Salve avvocato, il rapporto con mio marito non va bene e sto pensando di separarmi, è possibile farlo senza ricorrere al tribunale? In che problemi potremmo incappare?
Nei casi in cui una coppia voglia separarsi consensualmente può intraprendere due diverse strade: la separazione consensuale di fronte al Tribunale è quella più comune e classica, ma alternativamente si può ricorrere anche alla negoziazione assistita da avvocati (vuoi un approfondimento sulla negoziazione assistita? Leggi anche: https://studiodonne.it/divorzio-breve/guida-alla-separazione-on-line-separarsi-dal-coniuge-online-o-senza-passare-per-i-tribunali-oggi-e-possibile/ ).
Cos’è la negoziazione assistita?
La procedura di negoziazione assistita comporta la conclusione di un accordo tra le parti al termine di un processo conciliativo. Tale procedura richiede la partecipazione di un avvocato per ciascuna parte e il reciproco impegno dei coniugi a cooperare in buona fede per la risoluzione amichevole delle proprie questioni.
L’accordo derivante dalla negoziazione assistita, una volta stipulato e attestato dagli avvocati per garantirne la validità, produce gli stessi effetti legali di una separazione consensuale, previa approvazione da parte del Pubblico Ministero per l’omologazione. In questa circostanza, non è necessario avviare una procedura giudiziaria in tribunale, e dopo un periodo di dieci giorni dalla stipula dell’accordo, con l’approvazione del Pubblico Ministero, i coniugi diventano legalmente separati.
Il caso particolare di negata trascrizione e la pronuncia della Corte di Cassazione (sentenza n. 23851/2023)
Il caso in esame riguarda il diniego di trascrizione di un accordo di separazione con negoziazione assistita che comprendeva trasferimenti immobiliari (nello specifico il marito cedeva alla moglie il restante 50% di un’unità immobiliare). Nella vicenda in questione, due coniugi avevano stipulato un accordo di separazione tramite negoziazione assistita, ma il Conservatore dei Registri Immobiliari aveva negato la trascrizione dell’atto, sostenendo che mancava l’autenticazione delle sottoscrizioni da parte di un pubblico ufficiale autorizzato.

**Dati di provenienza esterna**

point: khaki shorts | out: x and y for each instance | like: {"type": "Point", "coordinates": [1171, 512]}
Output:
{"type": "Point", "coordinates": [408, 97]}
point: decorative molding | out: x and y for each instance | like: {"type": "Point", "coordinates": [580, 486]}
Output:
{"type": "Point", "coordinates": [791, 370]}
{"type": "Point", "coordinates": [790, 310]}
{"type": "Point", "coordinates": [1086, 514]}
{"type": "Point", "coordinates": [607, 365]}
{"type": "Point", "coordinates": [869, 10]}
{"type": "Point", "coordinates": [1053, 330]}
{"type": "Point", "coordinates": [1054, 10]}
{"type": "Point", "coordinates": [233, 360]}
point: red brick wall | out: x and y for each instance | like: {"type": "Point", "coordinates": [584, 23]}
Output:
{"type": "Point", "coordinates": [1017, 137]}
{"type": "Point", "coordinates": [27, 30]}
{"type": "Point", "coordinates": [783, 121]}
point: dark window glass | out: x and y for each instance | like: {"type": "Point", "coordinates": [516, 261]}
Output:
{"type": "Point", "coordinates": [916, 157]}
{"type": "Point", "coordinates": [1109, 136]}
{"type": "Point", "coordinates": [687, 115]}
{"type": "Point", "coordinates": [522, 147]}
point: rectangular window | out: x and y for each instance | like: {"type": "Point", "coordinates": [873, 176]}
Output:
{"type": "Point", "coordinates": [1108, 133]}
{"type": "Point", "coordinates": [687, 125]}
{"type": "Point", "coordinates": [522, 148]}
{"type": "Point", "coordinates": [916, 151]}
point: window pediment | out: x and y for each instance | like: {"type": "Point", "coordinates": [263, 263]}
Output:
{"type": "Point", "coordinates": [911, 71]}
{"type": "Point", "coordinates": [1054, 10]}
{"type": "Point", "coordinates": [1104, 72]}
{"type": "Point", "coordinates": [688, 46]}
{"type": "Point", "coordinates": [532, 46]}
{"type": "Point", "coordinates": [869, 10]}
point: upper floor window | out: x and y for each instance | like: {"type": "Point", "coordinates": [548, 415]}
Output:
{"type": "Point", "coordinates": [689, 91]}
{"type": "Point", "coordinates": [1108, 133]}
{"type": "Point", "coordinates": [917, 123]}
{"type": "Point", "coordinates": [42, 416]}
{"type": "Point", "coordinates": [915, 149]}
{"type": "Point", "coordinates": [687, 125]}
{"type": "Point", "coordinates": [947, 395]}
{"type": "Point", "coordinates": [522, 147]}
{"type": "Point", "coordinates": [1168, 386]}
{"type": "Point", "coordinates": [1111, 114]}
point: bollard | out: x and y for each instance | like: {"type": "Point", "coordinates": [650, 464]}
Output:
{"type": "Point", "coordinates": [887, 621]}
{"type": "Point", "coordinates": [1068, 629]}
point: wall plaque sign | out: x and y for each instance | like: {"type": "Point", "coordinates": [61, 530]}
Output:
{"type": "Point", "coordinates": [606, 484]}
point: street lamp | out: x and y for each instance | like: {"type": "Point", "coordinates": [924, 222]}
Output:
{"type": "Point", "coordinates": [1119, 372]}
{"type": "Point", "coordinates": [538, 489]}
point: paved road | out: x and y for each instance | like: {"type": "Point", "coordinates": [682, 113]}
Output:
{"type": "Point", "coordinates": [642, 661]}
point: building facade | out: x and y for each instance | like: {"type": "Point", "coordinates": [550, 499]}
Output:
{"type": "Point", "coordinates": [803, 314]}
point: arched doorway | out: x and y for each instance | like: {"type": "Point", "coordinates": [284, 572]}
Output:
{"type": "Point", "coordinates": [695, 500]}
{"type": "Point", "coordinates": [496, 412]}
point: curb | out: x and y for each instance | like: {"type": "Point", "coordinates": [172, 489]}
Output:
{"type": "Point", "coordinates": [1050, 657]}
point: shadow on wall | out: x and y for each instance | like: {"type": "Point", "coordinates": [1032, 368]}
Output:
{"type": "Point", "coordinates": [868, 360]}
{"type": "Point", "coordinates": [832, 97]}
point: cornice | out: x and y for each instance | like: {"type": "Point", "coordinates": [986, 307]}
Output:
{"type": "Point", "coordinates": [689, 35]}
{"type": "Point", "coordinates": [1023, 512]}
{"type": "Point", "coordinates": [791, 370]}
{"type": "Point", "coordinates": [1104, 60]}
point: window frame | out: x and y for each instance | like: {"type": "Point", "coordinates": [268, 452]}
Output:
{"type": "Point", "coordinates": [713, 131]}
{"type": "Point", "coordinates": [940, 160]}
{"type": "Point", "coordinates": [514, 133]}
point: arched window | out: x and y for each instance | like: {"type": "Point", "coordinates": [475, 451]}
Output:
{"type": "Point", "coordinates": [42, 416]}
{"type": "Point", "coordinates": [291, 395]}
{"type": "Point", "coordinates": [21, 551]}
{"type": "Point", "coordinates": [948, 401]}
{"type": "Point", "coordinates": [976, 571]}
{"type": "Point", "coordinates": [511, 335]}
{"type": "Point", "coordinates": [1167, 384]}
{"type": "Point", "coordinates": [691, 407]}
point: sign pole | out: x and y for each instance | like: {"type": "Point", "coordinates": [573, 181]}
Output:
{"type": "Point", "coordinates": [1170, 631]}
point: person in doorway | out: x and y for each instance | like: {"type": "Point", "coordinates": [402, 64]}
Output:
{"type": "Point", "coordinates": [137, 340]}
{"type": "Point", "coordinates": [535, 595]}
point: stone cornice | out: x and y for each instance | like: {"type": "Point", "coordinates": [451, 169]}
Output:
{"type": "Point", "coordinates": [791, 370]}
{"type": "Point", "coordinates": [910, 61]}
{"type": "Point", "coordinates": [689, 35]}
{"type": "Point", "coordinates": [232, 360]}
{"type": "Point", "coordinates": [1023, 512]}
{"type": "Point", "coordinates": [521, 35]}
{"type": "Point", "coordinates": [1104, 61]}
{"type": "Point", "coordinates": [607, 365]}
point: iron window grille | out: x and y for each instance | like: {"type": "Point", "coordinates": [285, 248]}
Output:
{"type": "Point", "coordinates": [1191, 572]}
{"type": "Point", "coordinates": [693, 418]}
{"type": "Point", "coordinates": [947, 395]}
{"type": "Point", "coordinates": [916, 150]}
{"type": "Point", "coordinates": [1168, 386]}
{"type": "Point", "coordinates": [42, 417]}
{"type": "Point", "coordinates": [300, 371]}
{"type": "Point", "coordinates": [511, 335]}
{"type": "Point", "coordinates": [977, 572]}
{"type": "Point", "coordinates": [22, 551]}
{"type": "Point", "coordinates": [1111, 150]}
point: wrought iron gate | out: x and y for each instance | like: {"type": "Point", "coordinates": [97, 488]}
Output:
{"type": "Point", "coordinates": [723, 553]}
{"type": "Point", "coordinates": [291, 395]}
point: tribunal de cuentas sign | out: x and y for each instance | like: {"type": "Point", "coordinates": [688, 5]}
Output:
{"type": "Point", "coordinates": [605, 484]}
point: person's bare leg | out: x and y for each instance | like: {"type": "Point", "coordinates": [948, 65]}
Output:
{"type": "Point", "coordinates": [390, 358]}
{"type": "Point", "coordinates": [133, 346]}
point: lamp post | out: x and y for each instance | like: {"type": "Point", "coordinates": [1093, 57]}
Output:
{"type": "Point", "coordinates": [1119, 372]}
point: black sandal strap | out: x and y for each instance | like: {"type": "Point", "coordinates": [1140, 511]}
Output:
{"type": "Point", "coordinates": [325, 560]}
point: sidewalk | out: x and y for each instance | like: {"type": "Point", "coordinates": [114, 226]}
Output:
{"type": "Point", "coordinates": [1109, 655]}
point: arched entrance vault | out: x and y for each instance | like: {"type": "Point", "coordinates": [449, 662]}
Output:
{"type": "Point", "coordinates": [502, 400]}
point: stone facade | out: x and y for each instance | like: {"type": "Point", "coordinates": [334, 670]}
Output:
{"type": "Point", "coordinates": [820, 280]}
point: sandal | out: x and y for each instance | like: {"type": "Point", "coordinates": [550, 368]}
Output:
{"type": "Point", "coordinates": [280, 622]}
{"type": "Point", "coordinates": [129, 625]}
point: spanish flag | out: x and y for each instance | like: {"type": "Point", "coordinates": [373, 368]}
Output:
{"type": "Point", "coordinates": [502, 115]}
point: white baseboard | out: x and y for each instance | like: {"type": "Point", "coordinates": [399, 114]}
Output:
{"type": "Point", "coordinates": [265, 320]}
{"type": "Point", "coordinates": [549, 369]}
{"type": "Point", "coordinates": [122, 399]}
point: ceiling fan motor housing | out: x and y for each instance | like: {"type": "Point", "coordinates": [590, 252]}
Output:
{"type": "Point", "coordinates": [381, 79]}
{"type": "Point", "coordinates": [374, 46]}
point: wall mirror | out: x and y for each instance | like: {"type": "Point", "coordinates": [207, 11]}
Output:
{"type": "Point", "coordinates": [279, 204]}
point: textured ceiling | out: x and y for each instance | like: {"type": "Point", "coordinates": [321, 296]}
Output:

I due coniugi, a seguito del primo e del secondo grado di giudizio decidevano di rivolgersi alla Corte di Cassazione. Gli Ermellini hanno, però, chiarito che il rimedio appropriato in questa situazione non era il ricorso straordinario per Cassazione ma piuttosto la questione poteva essere affrontata in un processo a cognizione piena. Hanno anche evidenziato che il procedimento di reclamo contro le decisioni del Conservatore è di natura non contenziosa e che il ricorso straordinario per Cassazione è ammissibile solo quando si tratta di decisioni conclusive di procedimenti contenziosi; dichiarano infatti: “La pacifica natura non contenziosa del procedimento di reclamo previsto dalla legge avverso le decisioni del Conservatore, oltre ad escludere la stessa ricorrenza dei presupposti per l’ammissibilità del ricorso straordinario in cassazione ai sensi della Cost., art. 111 comma 7 (essendo appunto carente il carattere della decisorietà), esclude che la questione interessata dal motivo legittimi la stessa ricorribilità in cassazione del provvedimento impugnato, trattandosi appunto di questione che, per quanto controversa, potrà in ogni caso essere devoluta alla cognizione dell’autorità giudiziaria nell’ambito di un processo a cognizione piena”. Pertanto, il ricorso presentato dai coniugi è stato dichiarato inammissibile, e si è indicato che le parti coinvolte avrebbero dovuto risolvere la questione attraverso un contenzioso ordinario, un processo più adeguato ad affrontare la controversia.